I've shown these images to 2 bodyshop guys. One says new door, the other says repair.
What do you think?

Also what sort of price am I looking at to get looking good again?

Anyone know a guy?

Cheers


----------



## Sicskate (Oct 3, 2012)

I'd atleast expect it to need a new skin! 

But I personally would rather an original door rather than a skin or potentially a bucket load of filler. 

New door will save time and materials, so should speed the repair up. 

Also looks like the impact bars have done their job well 

Either way the wing and rear door will need painting. 

I guess it all comes down to the skill of the panel beater and your preference.


----------



## JCoxy (Dec 21, 2011)

I'd want a new door rather than a load of filler, and even repaired in my opinion it won't be 100% straight


----------



## Soul boy 68 (Sep 8, 2013)

New door all the way, it's not as if it was a small dent.


----------



## Barbel330 (May 3, 2016)

New door for me too, easier/quicker than repairing the old one and no filler involved so would be a better outcome imo. Blend through front wing and rear door for colour match. Straight forward repair to sill. I'd guess the cost would be well over your excess so go through insurance if that's an option?


----------



## Surrey Sam (Dec 29, 2008)

So...so... so...bad, that 'bedroom pleasures' for the whole of February should be on the agenda.

I'd want a new door, the sill looks like it could be repaired easily enough.


----------



## MagpieRH (May 27, 2014)

2nd hand door from scrappy if you're wanting to save on a new one? Probably about the same as all the work repairing would involve. May not need spraying if you can get a good match, though you may still want/need to


----------



## A&J (Mar 4, 2015)

I to would want a new door but that scratch on the lower part youll have to re-paint or live with it...and yep...its bad!


----------



## moochin (Mar 17, 2009)

I've seen worse than that sorted out by a damn good pdr guy.
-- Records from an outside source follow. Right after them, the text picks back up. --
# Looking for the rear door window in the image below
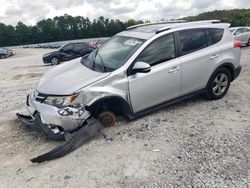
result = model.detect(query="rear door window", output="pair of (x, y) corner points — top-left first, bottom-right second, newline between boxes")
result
(207, 28), (224, 45)
(179, 29), (208, 55)
(74, 43), (89, 51)
(63, 44), (73, 51)
(235, 29), (243, 35)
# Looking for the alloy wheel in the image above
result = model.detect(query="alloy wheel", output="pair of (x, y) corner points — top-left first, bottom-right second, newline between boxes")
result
(212, 73), (229, 96)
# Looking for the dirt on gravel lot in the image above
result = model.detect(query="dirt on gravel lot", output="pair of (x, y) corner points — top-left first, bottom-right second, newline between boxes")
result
(0, 48), (250, 188)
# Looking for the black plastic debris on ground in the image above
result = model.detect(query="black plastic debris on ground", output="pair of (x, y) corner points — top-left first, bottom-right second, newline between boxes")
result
(31, 119), (102, 163)
(16, 114), (102, 163)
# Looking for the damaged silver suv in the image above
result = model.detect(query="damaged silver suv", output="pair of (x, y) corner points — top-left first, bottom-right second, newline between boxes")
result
(17, 20), (241, 139)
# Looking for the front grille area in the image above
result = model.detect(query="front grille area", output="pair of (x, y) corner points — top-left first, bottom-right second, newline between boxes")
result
(35, 92), (47, 103)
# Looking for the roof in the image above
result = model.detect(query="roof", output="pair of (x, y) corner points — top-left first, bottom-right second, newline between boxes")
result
(119, 20), (230, 39)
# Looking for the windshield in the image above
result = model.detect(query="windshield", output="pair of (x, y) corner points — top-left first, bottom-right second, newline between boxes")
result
(81, 36), (145, 72)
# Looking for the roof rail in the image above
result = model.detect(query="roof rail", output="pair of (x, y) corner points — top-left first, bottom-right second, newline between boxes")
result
(155, 20), (221, 34)
(126, 20), (187, 30)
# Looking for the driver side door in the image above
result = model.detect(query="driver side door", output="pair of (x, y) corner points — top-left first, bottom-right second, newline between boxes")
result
(128, 34), (181, 113)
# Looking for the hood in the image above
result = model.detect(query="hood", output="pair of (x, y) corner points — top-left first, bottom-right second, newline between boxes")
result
(36, 58), (110, 95)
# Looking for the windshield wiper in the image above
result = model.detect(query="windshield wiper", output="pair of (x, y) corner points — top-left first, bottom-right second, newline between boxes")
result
(98, 54), (107, 72)
(93, 48), (107, 72)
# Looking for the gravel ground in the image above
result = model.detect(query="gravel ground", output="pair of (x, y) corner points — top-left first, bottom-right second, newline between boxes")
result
(0, 48), (250, 188)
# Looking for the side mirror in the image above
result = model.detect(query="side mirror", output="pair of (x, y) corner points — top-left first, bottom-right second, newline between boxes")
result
(132, 61), (151, 74)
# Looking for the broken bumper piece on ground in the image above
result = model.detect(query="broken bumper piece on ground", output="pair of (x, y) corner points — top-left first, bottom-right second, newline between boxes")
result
(16, 113), (103, 163)
(16, 113), (65, 141)
(31, 119), (102, 163)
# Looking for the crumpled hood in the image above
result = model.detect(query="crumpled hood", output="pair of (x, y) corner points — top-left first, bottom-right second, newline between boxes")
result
(36, 58), (110, 95)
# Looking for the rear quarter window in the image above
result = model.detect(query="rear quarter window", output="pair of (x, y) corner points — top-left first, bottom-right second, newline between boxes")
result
(207, 28), (224, 45)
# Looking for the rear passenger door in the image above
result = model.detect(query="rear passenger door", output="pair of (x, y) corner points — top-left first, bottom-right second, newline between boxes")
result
(128, 34), (181, 113)
(177, 28), (224, 95)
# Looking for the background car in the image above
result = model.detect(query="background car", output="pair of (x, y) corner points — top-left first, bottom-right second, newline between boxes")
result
(43, 42), (93, 65)
(230, 27), (250, 46)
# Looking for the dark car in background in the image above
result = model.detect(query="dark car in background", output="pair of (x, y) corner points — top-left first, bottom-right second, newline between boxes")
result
(43, 42), (93, 65)
(0, 48), (15, 59)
No need to buy a new door and cost yourself loads of money.
Imho of course👍

Sent from my SM-G935F using Tapatalk


----------



## Barbel330 (May 3, 2016)

No chance that's a PDR repair.


----------



## toddy23 (Jun 16, 2012)

That's just a scratch this is a dent.


----------



## toddy23 (Jun 16, 2012)




----------



## toddy23 (Jun 16, 2012)




----------



## toddy23 (Jun 16, 2012)




----------



## mikechesterman (May 25, 2013)

I own a bodyshop (specialist, not quick in and out insurance shop...) and I say that door certainly can be repaired by a skilled bodyworker without clagging it full of filler (obviously it will need some filler to finish it off, but only a tight skim if repaired correctly). 
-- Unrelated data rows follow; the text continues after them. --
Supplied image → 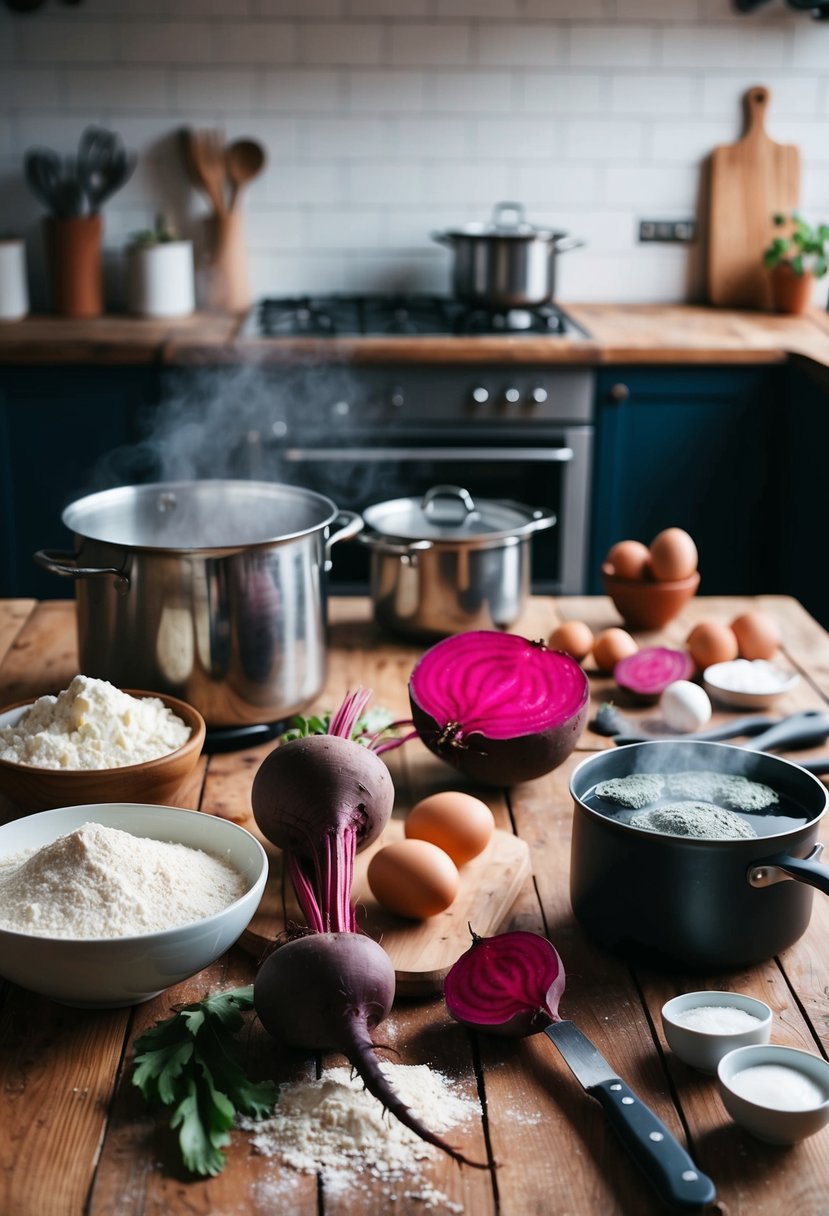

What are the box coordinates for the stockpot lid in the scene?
[433,203,566,241]
[61,479,338,553]
[362,485,556,541]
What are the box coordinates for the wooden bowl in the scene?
[602,563,699,630]
[0,688,205,812]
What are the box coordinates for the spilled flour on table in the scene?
[238,1060,480,1212]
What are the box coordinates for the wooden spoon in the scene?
[225,140,265,210]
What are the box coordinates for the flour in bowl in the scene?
[0,811,247,938]
[0,675,191,770]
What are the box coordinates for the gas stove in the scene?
[244,294,590,338]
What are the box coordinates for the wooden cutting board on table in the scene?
[707,85,800,309]
[239,820,530,996]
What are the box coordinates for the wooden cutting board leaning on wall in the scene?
[707,85,800,309]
My advice though, would be to buy a good second hand door if you can get one for the right price as it would cost a fair amount of labour to repair the door correctly. Plus, if the door was repaired I would want a photographic record of the work that has gone into it to see how it was repaired.
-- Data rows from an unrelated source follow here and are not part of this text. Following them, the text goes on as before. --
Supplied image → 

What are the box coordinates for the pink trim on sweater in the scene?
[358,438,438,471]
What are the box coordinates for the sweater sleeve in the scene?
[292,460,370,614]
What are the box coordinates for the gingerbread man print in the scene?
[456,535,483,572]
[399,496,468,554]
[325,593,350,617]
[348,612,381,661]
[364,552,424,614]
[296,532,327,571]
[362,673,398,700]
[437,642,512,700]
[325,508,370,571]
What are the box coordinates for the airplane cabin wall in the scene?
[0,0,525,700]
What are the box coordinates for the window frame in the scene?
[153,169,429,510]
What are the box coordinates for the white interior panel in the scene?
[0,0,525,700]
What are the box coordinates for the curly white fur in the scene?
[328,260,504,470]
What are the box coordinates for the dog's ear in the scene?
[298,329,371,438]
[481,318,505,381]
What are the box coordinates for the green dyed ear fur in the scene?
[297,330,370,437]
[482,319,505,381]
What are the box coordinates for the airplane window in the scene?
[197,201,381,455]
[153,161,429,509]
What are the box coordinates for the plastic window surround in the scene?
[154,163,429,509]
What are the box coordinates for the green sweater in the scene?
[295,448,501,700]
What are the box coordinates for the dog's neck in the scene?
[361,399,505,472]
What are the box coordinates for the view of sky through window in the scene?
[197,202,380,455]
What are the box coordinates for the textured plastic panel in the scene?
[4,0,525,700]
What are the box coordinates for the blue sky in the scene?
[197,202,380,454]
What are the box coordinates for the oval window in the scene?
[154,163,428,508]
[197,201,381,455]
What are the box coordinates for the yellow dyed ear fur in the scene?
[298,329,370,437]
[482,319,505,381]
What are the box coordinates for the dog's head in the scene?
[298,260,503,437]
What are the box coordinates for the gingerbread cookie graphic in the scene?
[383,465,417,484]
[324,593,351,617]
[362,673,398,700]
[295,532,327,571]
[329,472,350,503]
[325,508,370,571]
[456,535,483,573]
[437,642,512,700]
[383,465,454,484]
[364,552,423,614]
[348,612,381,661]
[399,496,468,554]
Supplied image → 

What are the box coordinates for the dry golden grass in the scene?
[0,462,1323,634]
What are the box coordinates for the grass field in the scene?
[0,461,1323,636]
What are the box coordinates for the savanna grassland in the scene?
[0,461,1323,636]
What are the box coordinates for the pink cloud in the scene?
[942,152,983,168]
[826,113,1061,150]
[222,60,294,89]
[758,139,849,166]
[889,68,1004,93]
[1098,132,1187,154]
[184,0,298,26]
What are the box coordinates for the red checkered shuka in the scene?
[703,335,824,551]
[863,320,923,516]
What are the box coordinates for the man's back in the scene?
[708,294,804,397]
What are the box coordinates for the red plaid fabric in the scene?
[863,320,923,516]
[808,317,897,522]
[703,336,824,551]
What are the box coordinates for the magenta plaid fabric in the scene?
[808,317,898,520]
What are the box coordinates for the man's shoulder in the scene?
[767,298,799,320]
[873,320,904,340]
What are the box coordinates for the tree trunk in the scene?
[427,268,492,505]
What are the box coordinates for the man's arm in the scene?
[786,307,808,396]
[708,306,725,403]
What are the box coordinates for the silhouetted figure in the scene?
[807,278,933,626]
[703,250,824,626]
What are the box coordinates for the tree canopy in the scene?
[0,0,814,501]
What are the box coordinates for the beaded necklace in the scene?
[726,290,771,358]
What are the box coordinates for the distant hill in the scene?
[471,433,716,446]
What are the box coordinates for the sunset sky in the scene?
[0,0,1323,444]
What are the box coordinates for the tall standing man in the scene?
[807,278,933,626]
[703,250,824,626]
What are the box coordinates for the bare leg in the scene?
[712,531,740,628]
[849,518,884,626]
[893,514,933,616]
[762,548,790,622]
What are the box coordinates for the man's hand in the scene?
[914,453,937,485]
Modern materials are very, very good, but you still don't want dents to be bodged and clagged!


----------



## j4yt33 (Jan 24, 2015)

Thanks for all you replies.

I managed to find a door on eBay for £75.
The inside is bare, but does have matching exterior trim. It is grey but not the same paint code. Mine is LZ7H and the new door is LZ7L. Should be a good base though.
I have a chap looking at it tonight with the hope he can make my car look pretty again!


----------



## Cookies (Dec 10, 2008)

That's def the way to go chum. It's just a matter of getting it painted new, which should leave it perfect and shiny again for you. 

Hope you get sorted chum. 

Cooks 

Sent from my D6603


----------



## Demetrios72 (Jun 27, 2011)

Cookies said:


> That's def the way to go chum. It's just a matter of getting it painted new, which should leave it perfect and shiny again for you.
> 
> Hope you get sorted chum.
> 
> ...


I agree :thumb:

Good choice


----------